I’m curious what conclusions you came to after your own assessment, assuming you did one at all.
Hmm, I’m not feeling like you’re giving me any charity here. Comments such as the following all give me an impression that you’re not open to actually engaging with my points:
So you claim.
...
Yet I care enough to be clued into what MIRI is doing, and still find your work to be absolutely without value and irrelevant to me. This should be very concerning to you.
...
one of the things you would learn from the first few chapters of AI: A Modern Approach is the principles of search,
...
further work on decision theory is pretty much a useless
...
assuming you did one at all.
None of these are particularly egregious, but they are all phrased somewhat aggressively, and add up to an impression that you’re mostly just trying to vent. I’m trying to interpret you charitably here, but I don’t feel like that’s being reciprocated, and this lowers my desire to engage with your concerns (mostly by lowering my expectation that you are trying to see my viewpoint).
I also feel a bit like you’re trying to argue against other people’s points through me. For example, I do not see MIRI’s active research as a “benevolent god only” approach, and I personally place low probability on a “turn it on and walk away” scenario.

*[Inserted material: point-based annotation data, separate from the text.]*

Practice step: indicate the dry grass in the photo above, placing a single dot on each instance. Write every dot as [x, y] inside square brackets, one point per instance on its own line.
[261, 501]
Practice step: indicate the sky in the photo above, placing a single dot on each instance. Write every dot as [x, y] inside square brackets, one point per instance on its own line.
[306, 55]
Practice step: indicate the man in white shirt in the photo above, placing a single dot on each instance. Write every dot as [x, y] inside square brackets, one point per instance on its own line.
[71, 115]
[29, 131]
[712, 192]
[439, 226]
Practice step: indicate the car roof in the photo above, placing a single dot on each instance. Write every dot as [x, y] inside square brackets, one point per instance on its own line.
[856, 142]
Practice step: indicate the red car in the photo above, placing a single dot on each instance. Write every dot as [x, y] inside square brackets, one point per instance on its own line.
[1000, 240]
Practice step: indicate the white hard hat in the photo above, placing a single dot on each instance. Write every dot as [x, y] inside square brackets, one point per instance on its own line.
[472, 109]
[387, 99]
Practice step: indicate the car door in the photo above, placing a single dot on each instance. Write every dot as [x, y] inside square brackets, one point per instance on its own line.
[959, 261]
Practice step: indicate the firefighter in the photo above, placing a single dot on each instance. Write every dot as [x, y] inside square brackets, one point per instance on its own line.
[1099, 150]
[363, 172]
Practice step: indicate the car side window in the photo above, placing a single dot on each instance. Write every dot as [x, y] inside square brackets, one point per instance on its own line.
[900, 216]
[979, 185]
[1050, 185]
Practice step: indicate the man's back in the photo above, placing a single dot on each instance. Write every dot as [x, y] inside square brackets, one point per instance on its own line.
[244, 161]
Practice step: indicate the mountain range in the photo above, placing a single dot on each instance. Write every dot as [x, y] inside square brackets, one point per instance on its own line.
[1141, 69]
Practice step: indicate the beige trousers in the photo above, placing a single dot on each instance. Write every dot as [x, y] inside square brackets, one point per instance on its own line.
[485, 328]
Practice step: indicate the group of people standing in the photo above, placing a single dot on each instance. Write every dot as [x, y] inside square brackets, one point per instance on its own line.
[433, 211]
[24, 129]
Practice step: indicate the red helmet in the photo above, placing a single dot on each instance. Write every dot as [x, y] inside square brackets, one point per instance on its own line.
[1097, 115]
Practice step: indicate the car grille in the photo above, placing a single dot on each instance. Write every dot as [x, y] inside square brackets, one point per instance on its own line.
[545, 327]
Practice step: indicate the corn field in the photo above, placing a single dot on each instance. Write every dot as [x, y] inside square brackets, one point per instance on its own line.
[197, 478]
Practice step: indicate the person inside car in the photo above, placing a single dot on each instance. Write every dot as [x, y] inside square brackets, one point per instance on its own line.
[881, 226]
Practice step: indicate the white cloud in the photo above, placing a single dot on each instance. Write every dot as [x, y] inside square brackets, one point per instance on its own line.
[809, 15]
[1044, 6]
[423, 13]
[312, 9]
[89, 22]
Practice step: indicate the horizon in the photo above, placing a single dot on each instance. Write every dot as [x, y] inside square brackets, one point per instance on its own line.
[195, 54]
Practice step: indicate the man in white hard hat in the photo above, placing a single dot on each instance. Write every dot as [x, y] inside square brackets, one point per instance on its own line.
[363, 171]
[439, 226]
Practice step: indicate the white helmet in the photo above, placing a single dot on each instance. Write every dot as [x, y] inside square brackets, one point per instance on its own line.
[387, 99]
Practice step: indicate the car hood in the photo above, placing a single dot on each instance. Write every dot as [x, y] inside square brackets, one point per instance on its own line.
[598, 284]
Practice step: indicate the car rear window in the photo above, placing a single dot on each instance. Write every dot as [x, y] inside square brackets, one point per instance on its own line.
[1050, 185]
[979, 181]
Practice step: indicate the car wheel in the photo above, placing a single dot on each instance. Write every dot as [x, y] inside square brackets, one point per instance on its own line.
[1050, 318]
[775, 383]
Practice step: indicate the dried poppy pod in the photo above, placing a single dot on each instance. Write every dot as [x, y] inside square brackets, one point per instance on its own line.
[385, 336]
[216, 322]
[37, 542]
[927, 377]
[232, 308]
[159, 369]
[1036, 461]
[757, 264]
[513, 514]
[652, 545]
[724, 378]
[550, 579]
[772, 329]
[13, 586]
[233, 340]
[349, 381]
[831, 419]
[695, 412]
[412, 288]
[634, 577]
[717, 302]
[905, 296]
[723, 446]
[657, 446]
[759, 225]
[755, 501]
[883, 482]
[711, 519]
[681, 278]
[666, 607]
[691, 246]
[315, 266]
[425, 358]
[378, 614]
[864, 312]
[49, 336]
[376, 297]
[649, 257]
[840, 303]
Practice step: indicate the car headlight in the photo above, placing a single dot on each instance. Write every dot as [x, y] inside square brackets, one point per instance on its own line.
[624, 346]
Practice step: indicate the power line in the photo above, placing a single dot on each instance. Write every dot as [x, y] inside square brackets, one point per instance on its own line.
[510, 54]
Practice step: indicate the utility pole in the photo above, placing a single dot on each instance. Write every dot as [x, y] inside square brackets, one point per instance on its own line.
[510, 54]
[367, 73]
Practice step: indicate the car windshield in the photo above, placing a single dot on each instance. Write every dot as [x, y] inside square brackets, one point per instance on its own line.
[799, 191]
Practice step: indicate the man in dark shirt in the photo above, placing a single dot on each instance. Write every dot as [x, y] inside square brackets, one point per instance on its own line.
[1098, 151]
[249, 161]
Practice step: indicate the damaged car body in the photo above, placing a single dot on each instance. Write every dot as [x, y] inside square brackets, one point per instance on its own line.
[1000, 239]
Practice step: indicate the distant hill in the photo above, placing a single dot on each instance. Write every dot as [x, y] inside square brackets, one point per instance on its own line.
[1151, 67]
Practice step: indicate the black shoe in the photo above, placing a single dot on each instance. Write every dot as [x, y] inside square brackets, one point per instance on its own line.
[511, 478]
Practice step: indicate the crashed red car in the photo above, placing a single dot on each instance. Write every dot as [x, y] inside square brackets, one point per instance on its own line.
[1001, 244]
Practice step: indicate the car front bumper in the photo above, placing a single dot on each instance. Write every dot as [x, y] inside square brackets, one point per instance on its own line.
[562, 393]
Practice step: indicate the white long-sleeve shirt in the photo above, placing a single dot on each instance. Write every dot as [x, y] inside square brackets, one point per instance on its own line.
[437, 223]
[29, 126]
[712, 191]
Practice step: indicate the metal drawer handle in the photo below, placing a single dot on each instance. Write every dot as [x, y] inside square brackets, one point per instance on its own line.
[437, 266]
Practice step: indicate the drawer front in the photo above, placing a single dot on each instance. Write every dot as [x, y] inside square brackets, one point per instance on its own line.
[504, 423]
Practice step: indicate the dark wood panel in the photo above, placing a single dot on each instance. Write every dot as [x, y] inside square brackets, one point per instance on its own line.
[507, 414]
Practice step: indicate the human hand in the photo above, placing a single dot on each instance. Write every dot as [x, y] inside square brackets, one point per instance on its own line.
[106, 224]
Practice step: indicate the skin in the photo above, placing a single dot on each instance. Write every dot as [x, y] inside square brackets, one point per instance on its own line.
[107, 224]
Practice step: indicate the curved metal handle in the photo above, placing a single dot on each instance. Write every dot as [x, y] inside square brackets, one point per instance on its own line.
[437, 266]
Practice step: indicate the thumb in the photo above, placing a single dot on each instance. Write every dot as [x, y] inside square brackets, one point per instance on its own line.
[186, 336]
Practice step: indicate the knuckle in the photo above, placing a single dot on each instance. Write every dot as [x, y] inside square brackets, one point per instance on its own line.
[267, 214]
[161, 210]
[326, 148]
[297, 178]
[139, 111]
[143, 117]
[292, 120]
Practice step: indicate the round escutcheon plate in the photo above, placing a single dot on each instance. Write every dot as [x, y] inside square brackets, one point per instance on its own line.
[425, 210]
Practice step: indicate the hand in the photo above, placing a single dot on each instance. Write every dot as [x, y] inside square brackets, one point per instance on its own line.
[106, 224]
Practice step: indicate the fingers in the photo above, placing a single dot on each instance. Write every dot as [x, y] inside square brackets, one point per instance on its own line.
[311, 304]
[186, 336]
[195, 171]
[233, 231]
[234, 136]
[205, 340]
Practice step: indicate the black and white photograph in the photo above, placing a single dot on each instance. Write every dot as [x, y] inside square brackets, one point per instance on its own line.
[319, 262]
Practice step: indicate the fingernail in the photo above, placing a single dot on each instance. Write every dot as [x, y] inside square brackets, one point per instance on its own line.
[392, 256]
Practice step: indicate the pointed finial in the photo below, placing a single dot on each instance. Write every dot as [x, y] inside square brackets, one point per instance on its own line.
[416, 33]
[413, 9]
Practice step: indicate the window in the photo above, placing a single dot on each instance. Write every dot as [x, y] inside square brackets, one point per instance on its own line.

Other approaches—whose goal states are well defined—could be achieved in the span of time it takes just to define what a benevolent god friendly AGI would look like.
Analogy: let’s say that someone is trying really hard to build a system that takes observations and turns them into a very accurate world-model, and that the fate of humanity rides on the resulting world-model being very accurate. If someone claimed that they had a very good model-building heuristic, while lacking an understanding of information theory and Bayesian reasoning, then I would be quite skeptical of claims like “don’t worry, I’m very sure that it won’t get stuck at the wrong solution.” Until they have a formal understanding of what it means for a model to get stuck, of what it means to use all available information, I would not be confident in their system. (How do you evaluate a heuristic before understanding what the heuristic is intended to approximate?)
Further, it seems to me implausible that they could become very confident in their model-building heuristic without developing a formal understanding of information theory along the way.
For similar reasons, I would be quite skeptical of any system purported to be “safe” by people with no formal understanding of what “safety” meant, and it seems implausible to me that they could become confident in the system’s behavior without first developing a formal understanding of the intended behavior.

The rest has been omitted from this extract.